Virtualizing Data Parallel Systems for Portability, Productivity, and Performance
Add to Google Calendar
Computer systems equipped with graphics processing units (GPUs) have become increasingly common over the last decade. In order to utilize the highly data parallel architecture of GPUs for general purpose applications, new programming models such as OpenCL and CUDA were introduced, showing that data parallel kernels on GPUs can achieve speedups by several orders of magnitude. With this success, applications from a variety of domains have been converted to use several complicated OpenCL/CUDA data parallel kernels to benefit from data parallel systems. Simultaneously, the software industry has experienced a massive growth in the amount of data to process, demanding more powerful workhorses for data parallel computation. Consequently, additional parallel computing devices such as extra GPUs and co-processors are attached to the system, expecting more performance and capability to process larger data.
However, these programming models expose hardware details to programmers, such as the number of computing devices, interconnects, and physical memory size of each device. This degrades productivity in the software development process as programmers must manually split the workload with regard to hardware characteristics. This process is tedious and prone to errors, and most importantly, it is hard to maximize the performance at compile time as programmers do not know the runtime behaviors that can affect the performance such as input size and device availability. Therefore, applications lack portability as they may fail to run due to limited physical memory or experience suboptimal performance across different systems.

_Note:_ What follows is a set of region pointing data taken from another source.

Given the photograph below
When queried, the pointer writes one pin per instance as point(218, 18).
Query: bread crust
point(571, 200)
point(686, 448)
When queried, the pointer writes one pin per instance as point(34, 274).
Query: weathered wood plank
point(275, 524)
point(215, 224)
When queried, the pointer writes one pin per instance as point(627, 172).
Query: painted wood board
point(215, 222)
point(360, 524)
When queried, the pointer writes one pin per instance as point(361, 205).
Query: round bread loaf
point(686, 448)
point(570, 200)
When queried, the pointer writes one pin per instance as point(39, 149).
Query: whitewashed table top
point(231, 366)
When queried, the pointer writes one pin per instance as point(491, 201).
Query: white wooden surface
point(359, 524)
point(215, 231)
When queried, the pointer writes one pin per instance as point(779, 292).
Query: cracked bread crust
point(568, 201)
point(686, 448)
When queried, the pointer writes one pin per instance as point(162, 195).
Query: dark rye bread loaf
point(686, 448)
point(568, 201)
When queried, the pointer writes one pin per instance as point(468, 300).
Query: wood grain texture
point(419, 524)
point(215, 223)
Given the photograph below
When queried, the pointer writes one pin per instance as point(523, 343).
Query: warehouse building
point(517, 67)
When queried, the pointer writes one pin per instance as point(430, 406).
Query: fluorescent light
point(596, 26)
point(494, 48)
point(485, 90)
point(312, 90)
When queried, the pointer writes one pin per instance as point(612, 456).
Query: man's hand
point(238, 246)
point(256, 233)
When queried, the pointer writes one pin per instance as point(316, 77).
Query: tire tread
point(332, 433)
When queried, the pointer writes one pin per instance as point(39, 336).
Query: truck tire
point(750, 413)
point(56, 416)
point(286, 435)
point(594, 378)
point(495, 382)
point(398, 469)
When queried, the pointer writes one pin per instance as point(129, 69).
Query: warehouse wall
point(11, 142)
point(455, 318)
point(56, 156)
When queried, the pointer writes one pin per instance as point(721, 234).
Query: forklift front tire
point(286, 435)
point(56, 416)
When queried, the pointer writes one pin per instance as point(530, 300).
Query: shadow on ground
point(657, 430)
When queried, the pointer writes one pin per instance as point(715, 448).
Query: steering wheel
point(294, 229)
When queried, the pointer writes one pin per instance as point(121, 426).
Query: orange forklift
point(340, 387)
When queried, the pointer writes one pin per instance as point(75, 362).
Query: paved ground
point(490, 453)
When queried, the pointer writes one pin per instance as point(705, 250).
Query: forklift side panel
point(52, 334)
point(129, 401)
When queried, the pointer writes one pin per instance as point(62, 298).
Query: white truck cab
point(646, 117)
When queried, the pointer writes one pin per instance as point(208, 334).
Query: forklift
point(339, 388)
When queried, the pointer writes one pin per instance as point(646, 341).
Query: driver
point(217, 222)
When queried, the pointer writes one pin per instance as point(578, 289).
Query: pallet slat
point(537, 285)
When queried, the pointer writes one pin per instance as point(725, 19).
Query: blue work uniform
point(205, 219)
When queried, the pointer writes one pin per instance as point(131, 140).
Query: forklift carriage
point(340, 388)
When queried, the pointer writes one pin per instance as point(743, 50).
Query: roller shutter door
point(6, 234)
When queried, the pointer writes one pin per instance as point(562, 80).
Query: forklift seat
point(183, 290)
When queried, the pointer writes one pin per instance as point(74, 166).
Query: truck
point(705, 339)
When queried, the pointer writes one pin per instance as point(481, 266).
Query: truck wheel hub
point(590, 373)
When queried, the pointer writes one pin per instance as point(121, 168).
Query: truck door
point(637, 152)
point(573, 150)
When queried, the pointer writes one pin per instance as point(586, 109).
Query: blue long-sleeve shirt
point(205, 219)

To cope with these challenges, we propose a dynamic compiler framework that provides the OpenCL applications with an abstraction layer for physical devices. This abstraction layer virtualizes physical devices and memory sub-systems, and transparently orchestrates the execution of multiple data parallel kernels on multiple computing devices. The framework significantly improves productivity as it provides hardware portability, allowing programmers to write an OpenCL program without being concerned of the target devices. Our framework also maximizes performance by balancing the data parallel workload considering factors like kernel dependencies, device performance variation on workloads of different sizes, the data transfer cost over the interconnect between devices, and physical memory limits on each device.